At the 2026 World Robot Conference forum, held in Beijing from August 19 to 22, Hu Luhui, founder and CEO of ZhiCheng AI, stated that world models have two primary application directions: digital spaces and the physical world. In the digital realm, world models can enable 3D spatial cognition and interactive Q&A, representing a deeper capability upgrade over language and multimodal large models. Current multimodal models still struggle to genuinely grasp the laws of physical operation, which is precisely the focus of world models.
The other major direction lies in the real physical world, specifically through integration with humanoid robots. Robots are among the best carriers for closing the AI physical loop and achieving real-world deployment. The concept of "understanding the physical world" may sound abstract, but it can be broken down into three layers: cognition of an object's physical properties, understanding of dynamic environmental changes, and task-oriented behavioral planning capabilities. From this perspective, world models serve as an essential underlying infrastructure for humanoid robots. For robots to observe their surroundings and generate next-step actions, they must rely on physical rules, dynamic change patterns, and causal reasoning to make judgments. World models have the potential to address the shortcomings that reinforcement learning and VRA-based approaches face in humanoid robot tasks.

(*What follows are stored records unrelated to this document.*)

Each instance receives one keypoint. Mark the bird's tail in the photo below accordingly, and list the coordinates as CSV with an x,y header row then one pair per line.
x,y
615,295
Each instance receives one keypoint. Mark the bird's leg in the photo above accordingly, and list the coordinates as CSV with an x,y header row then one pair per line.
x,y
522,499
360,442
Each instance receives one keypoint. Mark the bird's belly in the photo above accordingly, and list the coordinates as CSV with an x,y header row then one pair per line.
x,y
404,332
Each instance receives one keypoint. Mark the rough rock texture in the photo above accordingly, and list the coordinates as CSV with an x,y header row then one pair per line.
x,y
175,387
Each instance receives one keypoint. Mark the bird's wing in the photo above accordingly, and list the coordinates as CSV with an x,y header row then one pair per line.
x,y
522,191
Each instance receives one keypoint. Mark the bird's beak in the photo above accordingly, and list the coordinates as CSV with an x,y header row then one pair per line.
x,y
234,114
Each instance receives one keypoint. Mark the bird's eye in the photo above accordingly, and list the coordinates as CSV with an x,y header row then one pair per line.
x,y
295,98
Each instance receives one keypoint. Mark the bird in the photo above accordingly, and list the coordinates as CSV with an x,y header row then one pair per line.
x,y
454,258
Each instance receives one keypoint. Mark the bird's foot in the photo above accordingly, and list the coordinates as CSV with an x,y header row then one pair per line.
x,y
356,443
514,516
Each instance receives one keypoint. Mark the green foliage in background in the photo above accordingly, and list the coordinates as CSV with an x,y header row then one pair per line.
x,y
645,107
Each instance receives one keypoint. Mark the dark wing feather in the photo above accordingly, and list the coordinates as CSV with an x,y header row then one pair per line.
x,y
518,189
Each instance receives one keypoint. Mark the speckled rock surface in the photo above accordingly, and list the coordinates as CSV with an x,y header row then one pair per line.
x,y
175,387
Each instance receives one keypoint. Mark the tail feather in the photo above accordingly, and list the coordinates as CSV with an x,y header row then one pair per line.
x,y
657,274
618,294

Hu noted that many people assume industrial and specialized scenarios are easier to deploy, while home environments present higher complexity. However, in terms of the fundamental difficulty of AI physical understanding and causal reasoning, no scenario is inherently easier or harder than another. The truly distinctive challenge of home use cases lies not in the action tasks themselves, but in the combined constraints of safety, privacy, and human-machine coexistence. If world models represent the AI 3.0 stage, then one of the core topics AI 4.0 must tackle is safety, privacy, and human-machine cohabitation. The hefty privacy fine imposed on Meta by the EU in the past offers valuable insight: relying solely on regulations and rules is far from sufficient. Solutions must be built at the foundational AI technology layer. To drive the truly large-scale deployment of world models, technical safeguards for security and privacy are indispensable.